Reaksi Singapura ini dianggap berlebihan oleh pihak Indonesia. Indonesia pun bersikeras tidak akan mengganti nama tersebut karena pemberian nama merupakan otoritas TNI. Singapura yang berpenduduk sekitar 5 jutaan ini harusnya sadar diri sebab sejarah mencatat Singapura kerap kali membuat Indonesia merugi. Bukan hanya soal nama seperti yang diributkan Singapura, kerugian yang ditimpakan kepada Indonesia sudah mencakup semua aspek. Mulai dari politik, ekonomi, budaya sampai pertahanan.
Berikut adalah lima kenakalan Singapura yang pernah membuat Indonesia meradang.

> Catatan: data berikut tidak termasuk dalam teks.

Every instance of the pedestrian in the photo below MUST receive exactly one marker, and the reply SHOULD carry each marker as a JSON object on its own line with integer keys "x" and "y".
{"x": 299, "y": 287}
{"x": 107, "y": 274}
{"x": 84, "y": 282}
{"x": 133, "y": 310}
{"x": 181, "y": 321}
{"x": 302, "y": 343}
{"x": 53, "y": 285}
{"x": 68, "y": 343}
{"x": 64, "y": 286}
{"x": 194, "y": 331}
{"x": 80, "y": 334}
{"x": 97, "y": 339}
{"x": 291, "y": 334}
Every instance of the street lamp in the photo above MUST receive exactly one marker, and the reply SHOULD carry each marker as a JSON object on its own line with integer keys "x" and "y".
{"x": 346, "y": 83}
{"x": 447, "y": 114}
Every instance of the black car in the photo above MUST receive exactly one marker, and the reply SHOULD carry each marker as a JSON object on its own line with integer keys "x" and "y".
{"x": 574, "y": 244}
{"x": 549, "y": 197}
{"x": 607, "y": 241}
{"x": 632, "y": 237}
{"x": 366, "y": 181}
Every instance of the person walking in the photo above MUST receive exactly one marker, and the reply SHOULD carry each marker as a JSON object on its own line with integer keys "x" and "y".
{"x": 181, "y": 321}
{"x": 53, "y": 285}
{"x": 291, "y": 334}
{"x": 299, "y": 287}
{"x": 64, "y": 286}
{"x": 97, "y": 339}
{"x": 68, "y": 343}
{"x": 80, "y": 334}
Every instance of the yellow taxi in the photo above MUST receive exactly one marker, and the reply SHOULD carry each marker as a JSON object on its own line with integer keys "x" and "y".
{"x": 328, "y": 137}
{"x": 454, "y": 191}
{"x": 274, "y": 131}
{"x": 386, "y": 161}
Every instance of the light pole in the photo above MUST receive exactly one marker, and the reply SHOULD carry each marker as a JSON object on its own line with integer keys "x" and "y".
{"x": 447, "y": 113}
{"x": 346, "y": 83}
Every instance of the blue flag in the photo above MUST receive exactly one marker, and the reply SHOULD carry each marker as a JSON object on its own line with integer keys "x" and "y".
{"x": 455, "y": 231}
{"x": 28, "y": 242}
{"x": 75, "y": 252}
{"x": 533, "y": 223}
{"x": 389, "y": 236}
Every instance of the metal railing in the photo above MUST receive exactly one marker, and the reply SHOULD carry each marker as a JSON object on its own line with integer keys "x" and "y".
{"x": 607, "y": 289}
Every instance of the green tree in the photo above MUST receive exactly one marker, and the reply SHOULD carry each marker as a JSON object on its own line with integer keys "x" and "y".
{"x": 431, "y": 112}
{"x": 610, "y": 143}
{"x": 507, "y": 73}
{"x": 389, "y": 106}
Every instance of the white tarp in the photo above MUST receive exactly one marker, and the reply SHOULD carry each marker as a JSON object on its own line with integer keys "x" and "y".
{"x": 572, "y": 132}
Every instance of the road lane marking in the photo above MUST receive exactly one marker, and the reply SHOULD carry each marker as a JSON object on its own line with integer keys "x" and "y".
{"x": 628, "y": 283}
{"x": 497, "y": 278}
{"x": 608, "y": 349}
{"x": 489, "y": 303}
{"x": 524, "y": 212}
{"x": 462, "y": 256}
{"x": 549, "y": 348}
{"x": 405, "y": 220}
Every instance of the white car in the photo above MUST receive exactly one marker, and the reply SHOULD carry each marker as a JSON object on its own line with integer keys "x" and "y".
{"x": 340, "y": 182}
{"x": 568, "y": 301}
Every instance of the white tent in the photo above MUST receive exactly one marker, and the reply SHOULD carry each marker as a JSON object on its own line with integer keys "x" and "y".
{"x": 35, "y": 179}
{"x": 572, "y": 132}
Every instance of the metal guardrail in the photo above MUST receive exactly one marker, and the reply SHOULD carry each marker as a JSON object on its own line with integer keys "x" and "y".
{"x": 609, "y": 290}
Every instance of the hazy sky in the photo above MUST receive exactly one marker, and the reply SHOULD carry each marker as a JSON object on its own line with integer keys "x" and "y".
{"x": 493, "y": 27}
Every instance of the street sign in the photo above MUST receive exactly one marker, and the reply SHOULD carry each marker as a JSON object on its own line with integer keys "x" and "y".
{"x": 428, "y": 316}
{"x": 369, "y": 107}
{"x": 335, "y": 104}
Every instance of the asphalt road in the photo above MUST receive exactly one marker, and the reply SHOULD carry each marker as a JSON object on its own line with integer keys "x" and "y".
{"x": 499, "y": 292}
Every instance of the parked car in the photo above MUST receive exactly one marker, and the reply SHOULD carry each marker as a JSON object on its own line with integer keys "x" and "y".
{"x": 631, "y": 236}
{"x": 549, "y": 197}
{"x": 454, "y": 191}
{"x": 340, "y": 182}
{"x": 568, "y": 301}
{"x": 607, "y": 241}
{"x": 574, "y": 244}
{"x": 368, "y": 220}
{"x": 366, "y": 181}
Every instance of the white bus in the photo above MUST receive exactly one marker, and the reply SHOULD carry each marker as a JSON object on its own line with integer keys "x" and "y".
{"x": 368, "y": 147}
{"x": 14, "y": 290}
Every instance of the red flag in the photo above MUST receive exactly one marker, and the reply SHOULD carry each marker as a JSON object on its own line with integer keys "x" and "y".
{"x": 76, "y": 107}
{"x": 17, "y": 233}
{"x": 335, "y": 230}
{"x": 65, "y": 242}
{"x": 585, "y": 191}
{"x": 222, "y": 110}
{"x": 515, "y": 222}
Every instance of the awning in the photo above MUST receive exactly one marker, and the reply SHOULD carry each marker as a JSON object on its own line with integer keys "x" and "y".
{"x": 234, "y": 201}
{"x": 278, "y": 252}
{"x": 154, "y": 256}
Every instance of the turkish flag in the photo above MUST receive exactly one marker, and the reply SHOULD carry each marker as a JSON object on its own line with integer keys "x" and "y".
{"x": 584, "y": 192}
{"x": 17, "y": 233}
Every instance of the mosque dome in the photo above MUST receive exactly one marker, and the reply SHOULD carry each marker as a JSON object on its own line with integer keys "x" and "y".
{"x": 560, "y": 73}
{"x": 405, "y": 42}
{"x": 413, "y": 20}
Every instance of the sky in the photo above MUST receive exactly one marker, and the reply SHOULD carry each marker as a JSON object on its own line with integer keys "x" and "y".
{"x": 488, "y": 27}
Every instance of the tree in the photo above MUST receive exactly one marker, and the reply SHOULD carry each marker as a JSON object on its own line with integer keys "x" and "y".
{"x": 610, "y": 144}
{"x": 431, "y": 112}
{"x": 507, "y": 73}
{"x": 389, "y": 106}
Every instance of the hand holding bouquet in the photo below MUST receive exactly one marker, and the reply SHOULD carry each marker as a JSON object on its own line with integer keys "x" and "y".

1. Tak mau jalin perjanjian ekstradisi
Setelah menunggu selama 28 tahun lamanya, pemerintah Indonesia dan Singapura akhirnya menandatangani perjanjian ekstradisi. Perjanjian ini diteken oleh Menteri Luar Negeri Hassan Wirayuda dan Menlu Singapura George Yeo, yang disaksikan Presiden Susilo Bambang Yudhoyono dan Perdana Menteri Singapura Lee Hsien Loong pada 27 April 2007.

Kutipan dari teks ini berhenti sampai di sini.